«
Et vive L'Aspidistra », publié en 1936, est un roman un peu étrange, à la fois monotone et glaçant, que l'on peut situer à mi-chemin entre « Dans la dèche à
Paris et à Londres » et «
1984 ».
George Orwell y abandonne le récit autobiographique et adopte la forme romanesque qu'il reprendra avec bonheur dans «
1984 ». Si le roman quitte le rivage de la misère abordé par « Dans la dèche à
Paris et à Londres », la vie à la lisière du dénuement que mène son personnage principal,
Gordon Comstock, rappelle les tribulations d'Orwell dans son ouvrage consacré à la description des conditions de vie des plus miséreux.
L'antipathique
Gordon annonce par de nombreux aspects le futur « héros » valétudinaire de
1984, Winston, tant les deux personnages partagent un caractère aussi clairvoyant que velléitaire. La lutte obsessionnelle que mène
Gordon contre l'argent tout au long du roman préfigure la lutte contre le régime totalitaire d'inspiration communiste que mènera, à son tour, et parfois à contrecoeur, le désormais célèbre Winston
Smith.
Orwell annonce la couleur dans l'incipit, un extrait de l'épître aux Corinthiens qu'il a librement adapté : le thème central du roman est l'argent. « Et quand j'aurais le don de prophétie, et que je connaîtrais tous les mystères et toute la science, quand j'aurais toute la foi jusqu'à transporter des montagnes, si je n'ai pas d'argent, je ne suis rien ».
«
Et vive l'Aspidistra » nous conduit sur les traces de
Gordon Comstock, trentenaire éduqué qui a fait le choix délibéré de ne pas laisser l'argent dicter sa vie. Il a ainsi quitté un poste avantageux dans une régie de publicité pour devenir employé dans une librairie et consacrer son temps libre à écrire de la poésie qu'il essaie tant bien que mal de faire publier.
Gordon vit chichement de son maigre salaire de libraire, loue une chambre de « célibataire », compte en permanence chaque penny, et parvient en réalité tout juste à joindre les deux bouts. Sa situation précaire est la cause de mille tracas quotidiens, et affecte aussi bien sa relation amicale avec Ravelston, jeune homme affable et fortuné, que sa relation amoureuse avec Rosemary, jeune femme épatante, qui lui refuse néanmoins tout rapport charnel.

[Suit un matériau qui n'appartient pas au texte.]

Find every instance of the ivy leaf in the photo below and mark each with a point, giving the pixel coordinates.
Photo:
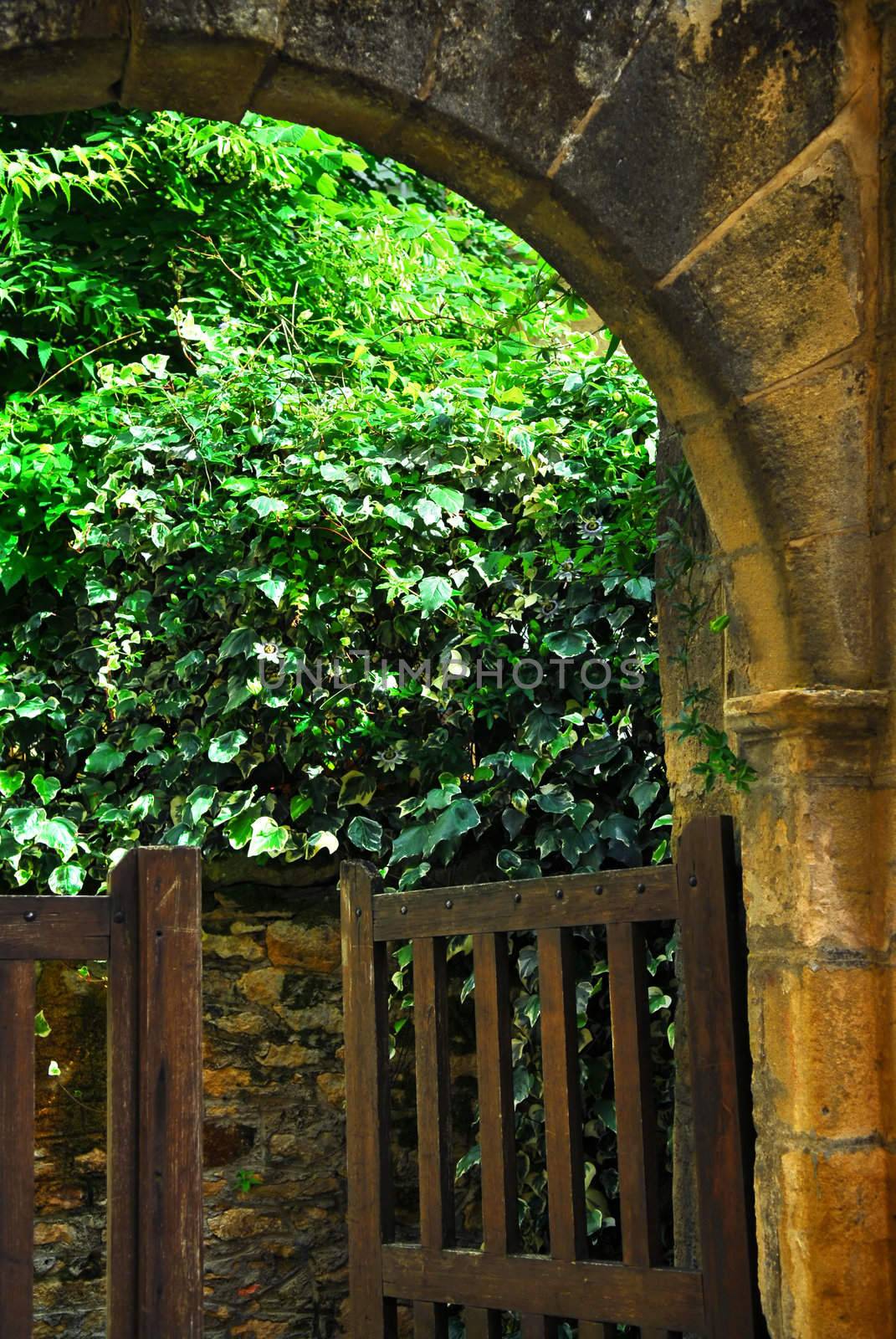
(198, 803)
(11, 781)
(434, 593)
(412, 841)
(264, 506)
(366, 834)
(470, 1158)
(225, 747)
(104, 760)
(322, 841)
(23, 823)
(146, 736)
(98, 593)
(46, 787)
(58, 834)
(641, 588)
(458, 818)
(268, 837)
(566, 644)
(448, 499)
(644, 794)
(67, 880)
(428, 510)
(356, 789)
(238, 643)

Le lecteur saisit rapidement toute l'ironie de la situation : en choisissant de lutter contre l'argent,
Gordon s'est paradoxalement mis dans une mouise où le manque d'argent dicte chacun de ses choix, et finit par le définir en tant qu'être social, ami désargenté auprès de Ravelston et amoureux chaste auprès de Rosemary. le titre du roman, de prime abord pour le moins opaque, prend ici tout son sens : l'aspidistra est une plante vivace, partie intégrante de chaque foyer londonien et symbolise une forme de normalité, d'appartenance à la société. La détestation de
Gordon à l'égard de l'aspidistra qui représente à ses yeux le système dont il refuse de faire partie illustre à merveille toute l'ironie glaçante de l'auteur.
Le roman est comme «
1984 » un roman à thèse. L'auteur s'attache à nous dépeindre dans les moindres détails la monotonie et la petitesse de la vie de
Gordon, et nous montre page après page à quel point l'argent régit chaque instant de la vie de son « héros », en dépit de sa tentative désespérée de s'extraire du système. Si une forme d'ennui accompagne parfois la lecture, c'est une angoisse insidieuse qui saisit le lecteur lorsque celui-ci réalise à quel point la pauvreté ronge
Gordon de l'intérieur, au risque de lui voler son âme.
«
Et vive l'Aspidistra » est ainsi le titre faussement enjoué d'un roman sombre, très sombre qui annonce le chef d'oeuvre noir comme l'ébène qu'écrira Orwell en 1948. Tandis que gronde la rumeur de la seconde guerre mondiale, l'auteur emploie à dessein la forme romanesque pour dire tout le mal qu'il pense du système capitaliste qui transforme chaque homme en esclave d'un nouveau Dieu fait de papier.